Cohen, one of the most highly scrutinized hedge fund titans on Wall Street, has not been charged or even named by federal prosecutors, who have filed criminal charges against Martoma, or by the SEC, which has filed civil charges against the former trader. However, Cohen was obliquely referred to as Portfolio Manager A in the SEC complaint unsealed last week. Federal regulators said Portfolio Manager A collaborated closely with Martoma on the allegedly fraudulent trades.
On Wednesday’s conference call, Cohen offered a brief (one-minute) defense of his firm, according to reports. “We take these matters very seriously, and I am confident that I have acted appropriately,” Cohen said, according to The Wall Street Journal.
(MORE: Fallen Icon: Former Goldman Sachs Director Rajat Gupta Found Guilty)
Conheeny, SAC’s president, told clients that he was “deeply disturbed” by the federal charges against Martoma, and said that the hedge fund had told its employees that the kind of conduct alleged is unacceptable.
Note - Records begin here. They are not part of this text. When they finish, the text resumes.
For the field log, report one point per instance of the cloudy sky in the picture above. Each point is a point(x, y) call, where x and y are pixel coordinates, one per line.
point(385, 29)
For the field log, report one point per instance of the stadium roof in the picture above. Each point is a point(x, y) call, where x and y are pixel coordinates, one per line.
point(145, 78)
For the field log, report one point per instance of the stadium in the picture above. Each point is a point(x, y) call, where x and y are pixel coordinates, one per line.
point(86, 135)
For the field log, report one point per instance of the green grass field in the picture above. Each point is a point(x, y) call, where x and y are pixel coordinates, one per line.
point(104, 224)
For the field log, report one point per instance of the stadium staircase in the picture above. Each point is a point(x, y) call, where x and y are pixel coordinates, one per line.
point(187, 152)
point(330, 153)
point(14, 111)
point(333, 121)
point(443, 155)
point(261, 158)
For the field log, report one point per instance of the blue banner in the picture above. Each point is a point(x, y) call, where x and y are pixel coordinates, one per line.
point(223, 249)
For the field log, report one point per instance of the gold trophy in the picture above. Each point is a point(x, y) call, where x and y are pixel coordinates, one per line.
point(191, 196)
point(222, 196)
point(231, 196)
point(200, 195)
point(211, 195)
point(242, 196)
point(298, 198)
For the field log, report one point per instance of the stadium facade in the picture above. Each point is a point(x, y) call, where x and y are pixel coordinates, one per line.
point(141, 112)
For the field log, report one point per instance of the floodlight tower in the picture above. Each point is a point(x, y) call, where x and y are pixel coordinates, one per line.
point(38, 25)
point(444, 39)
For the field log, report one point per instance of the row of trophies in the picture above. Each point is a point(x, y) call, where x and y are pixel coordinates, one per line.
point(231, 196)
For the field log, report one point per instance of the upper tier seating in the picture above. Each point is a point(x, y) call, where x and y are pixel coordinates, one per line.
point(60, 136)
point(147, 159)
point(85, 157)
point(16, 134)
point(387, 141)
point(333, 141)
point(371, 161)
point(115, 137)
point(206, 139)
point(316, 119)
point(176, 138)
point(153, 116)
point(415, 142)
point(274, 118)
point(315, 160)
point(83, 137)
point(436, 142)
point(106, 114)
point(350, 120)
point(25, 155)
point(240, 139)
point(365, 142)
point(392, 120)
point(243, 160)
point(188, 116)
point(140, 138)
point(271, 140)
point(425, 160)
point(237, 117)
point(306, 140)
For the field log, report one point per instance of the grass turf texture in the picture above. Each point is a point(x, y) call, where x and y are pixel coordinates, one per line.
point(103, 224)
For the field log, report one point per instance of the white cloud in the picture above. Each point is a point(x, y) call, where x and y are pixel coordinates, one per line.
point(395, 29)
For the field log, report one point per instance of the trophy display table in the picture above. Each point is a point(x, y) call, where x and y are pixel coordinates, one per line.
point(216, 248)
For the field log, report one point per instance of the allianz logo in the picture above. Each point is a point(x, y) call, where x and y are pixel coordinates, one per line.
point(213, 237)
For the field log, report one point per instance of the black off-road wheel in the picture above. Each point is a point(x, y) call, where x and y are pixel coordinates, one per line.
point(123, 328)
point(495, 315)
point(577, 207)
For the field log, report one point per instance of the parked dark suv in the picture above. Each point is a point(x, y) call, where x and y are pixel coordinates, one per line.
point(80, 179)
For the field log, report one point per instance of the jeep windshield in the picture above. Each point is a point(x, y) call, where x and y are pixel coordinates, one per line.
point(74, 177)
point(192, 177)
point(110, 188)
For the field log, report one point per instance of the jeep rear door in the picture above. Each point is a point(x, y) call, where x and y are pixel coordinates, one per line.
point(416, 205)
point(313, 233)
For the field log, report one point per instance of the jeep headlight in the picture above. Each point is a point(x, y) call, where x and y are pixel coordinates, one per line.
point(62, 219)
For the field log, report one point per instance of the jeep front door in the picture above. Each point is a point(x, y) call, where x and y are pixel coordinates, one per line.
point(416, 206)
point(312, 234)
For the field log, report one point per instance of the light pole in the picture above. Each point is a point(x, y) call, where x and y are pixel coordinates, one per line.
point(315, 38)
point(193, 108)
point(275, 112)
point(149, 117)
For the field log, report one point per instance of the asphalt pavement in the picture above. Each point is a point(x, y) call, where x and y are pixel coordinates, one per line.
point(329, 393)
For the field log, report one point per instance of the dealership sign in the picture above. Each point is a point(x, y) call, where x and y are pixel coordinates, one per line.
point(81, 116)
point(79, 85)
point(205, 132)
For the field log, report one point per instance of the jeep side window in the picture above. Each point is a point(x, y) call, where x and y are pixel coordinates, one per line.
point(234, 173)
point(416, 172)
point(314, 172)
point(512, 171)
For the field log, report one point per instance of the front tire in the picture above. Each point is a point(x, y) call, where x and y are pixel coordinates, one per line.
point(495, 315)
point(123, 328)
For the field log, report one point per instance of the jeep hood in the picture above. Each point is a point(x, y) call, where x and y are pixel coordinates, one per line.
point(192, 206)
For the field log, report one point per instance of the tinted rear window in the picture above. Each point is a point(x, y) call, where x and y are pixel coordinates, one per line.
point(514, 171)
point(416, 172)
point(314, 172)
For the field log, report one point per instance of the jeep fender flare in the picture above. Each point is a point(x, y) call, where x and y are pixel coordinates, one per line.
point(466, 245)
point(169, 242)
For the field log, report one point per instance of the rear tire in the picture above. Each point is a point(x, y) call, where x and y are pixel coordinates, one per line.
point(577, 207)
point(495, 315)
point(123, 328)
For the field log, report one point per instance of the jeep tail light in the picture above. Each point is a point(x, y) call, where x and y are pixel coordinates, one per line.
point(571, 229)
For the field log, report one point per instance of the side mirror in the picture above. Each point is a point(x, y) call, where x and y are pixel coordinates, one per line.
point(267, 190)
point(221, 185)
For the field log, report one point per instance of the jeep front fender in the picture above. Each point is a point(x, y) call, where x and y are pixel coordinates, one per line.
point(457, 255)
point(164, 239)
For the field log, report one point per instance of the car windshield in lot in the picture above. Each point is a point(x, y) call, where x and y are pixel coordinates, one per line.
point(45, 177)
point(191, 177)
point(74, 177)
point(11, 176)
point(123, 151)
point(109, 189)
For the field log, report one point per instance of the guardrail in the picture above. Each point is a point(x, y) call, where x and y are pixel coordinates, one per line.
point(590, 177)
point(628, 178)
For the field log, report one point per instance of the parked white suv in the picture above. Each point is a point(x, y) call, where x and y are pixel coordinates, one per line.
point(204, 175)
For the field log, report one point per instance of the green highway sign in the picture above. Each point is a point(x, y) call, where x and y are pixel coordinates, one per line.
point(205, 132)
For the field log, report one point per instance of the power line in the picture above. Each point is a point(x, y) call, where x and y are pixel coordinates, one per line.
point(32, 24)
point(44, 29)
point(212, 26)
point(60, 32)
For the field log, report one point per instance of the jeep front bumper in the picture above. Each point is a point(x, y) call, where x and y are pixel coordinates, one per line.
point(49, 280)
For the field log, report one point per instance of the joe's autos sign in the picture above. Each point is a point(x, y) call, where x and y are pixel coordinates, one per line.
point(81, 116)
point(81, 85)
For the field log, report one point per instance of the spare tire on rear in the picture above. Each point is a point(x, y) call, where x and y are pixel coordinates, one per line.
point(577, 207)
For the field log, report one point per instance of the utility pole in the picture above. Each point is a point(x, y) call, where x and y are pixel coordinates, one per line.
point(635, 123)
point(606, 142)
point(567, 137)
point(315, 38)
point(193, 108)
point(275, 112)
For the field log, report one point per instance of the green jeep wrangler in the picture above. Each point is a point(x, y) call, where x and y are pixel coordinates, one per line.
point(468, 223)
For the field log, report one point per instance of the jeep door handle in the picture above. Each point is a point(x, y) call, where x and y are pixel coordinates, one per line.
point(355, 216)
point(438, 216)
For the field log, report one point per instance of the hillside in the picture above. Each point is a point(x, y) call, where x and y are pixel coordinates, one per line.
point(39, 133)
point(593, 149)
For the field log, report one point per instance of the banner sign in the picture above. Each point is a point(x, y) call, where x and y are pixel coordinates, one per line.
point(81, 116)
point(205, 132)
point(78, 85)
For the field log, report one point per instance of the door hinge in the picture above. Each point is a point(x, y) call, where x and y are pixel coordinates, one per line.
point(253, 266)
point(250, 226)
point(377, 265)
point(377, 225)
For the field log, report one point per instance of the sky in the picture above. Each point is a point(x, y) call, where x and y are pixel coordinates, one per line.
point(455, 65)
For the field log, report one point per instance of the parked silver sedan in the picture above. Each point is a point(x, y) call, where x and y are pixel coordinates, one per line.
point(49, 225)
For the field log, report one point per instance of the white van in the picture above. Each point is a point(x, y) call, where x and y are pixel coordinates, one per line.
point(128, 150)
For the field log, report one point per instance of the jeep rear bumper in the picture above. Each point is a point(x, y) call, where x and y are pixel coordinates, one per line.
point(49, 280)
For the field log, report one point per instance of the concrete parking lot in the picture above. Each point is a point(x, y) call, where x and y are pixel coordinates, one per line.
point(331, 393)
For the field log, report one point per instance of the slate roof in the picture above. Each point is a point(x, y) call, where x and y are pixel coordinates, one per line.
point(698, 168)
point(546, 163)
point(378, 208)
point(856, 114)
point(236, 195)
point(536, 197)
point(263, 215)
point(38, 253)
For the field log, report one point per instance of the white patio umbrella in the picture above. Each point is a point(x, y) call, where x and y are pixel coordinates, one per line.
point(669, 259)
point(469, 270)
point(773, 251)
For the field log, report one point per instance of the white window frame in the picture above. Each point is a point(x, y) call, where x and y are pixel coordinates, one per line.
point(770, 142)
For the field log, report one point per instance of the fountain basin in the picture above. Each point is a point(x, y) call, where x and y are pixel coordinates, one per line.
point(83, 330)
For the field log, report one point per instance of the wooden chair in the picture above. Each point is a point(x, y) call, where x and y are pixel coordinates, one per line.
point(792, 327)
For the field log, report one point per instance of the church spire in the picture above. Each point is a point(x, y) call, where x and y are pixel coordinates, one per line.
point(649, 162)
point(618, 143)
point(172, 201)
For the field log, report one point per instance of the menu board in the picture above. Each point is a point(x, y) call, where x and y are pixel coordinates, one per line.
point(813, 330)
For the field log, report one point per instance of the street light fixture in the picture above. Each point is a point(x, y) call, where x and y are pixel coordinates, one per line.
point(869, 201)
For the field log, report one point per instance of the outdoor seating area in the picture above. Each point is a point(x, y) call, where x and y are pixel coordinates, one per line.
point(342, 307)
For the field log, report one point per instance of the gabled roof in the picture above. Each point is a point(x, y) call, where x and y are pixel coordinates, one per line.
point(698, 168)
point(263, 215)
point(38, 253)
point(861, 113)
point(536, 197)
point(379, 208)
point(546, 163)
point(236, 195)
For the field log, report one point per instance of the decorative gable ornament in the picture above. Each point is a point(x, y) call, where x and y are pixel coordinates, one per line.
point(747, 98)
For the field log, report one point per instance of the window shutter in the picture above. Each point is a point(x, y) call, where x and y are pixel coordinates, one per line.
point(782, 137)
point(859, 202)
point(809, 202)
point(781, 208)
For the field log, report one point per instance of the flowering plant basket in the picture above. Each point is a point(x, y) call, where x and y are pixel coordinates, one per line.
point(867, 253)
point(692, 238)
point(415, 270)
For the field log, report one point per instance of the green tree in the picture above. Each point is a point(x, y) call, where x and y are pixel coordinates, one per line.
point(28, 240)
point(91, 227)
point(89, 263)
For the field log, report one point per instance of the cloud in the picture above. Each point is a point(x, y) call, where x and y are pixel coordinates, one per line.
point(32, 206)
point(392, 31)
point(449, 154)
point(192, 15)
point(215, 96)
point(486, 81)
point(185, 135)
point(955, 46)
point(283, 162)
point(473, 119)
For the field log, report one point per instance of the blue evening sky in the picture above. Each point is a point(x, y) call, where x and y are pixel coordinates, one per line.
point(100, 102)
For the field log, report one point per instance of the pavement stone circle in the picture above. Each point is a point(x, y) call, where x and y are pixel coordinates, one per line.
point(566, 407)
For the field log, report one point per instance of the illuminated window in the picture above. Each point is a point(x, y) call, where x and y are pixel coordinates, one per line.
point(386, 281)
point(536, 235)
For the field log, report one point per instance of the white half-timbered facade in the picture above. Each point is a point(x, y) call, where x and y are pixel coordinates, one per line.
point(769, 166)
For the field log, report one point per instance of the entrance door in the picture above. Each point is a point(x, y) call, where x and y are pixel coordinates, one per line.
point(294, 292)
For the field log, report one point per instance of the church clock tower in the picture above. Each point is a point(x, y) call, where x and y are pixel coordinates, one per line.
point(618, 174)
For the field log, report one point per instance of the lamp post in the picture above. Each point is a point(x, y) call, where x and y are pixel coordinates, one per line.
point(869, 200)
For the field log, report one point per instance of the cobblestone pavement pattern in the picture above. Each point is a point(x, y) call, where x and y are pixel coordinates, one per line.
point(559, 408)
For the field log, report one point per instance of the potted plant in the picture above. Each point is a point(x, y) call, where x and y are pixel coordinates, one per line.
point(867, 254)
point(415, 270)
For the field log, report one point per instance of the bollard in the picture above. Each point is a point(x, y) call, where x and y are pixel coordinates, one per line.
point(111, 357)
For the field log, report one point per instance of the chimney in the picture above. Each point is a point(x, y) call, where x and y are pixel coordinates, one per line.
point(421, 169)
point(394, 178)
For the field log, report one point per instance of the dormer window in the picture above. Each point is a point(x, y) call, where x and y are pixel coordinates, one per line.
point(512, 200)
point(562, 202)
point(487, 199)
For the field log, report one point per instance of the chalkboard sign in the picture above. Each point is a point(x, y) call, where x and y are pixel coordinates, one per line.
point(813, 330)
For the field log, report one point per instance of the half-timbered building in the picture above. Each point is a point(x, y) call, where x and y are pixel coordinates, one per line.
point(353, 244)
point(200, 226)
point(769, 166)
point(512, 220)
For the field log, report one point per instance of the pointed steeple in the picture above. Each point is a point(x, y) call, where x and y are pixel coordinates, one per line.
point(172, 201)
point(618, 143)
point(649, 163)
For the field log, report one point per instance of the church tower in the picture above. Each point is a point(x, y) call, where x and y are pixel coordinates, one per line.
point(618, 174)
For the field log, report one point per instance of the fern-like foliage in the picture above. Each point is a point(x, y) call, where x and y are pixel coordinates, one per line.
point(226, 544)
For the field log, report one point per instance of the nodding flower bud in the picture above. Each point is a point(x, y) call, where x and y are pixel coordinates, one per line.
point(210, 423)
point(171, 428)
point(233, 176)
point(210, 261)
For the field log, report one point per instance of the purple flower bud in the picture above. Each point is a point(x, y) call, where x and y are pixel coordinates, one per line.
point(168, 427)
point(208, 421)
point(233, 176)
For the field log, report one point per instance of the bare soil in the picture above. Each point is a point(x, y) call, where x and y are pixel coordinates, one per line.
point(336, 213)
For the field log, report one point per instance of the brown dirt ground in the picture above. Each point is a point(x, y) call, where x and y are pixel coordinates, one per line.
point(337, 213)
Federal prosecutors have charged Martoma, a former portfolio manager at SAC Capital subsidiary CR Intrinsic Investors, with receiving and acting upon confidential information gleaned from a neurology professor who played a key role in a major pharmaceutical trial involving an Alzheimer’s drug. After the alleged insider trading occurred, Martoma received a $9.3 million bonus.
The charges against Martoma are part of the federal government’s ongoing investigation into insider trading in the hedge-fund industry — a probe that has already led to the convictions of former Galleon Group founder Raj Rajaratnam and former Goldman Sachs director and McKinsey managing director Rajat Gupta. Rajaratnam is currently serving an 11-year prison sentence, and last month Gupta was sentenced to two years in prison.
Martoma is the sixth person connected to SAC to be linked to insider trading. Federal authorities have been investigating Cohen for years, but thus far have not filed any charges against the billionaire. According to the SEC, the $276 million Martoma case is the most lucrative insider trading case ever charged in U.S. history.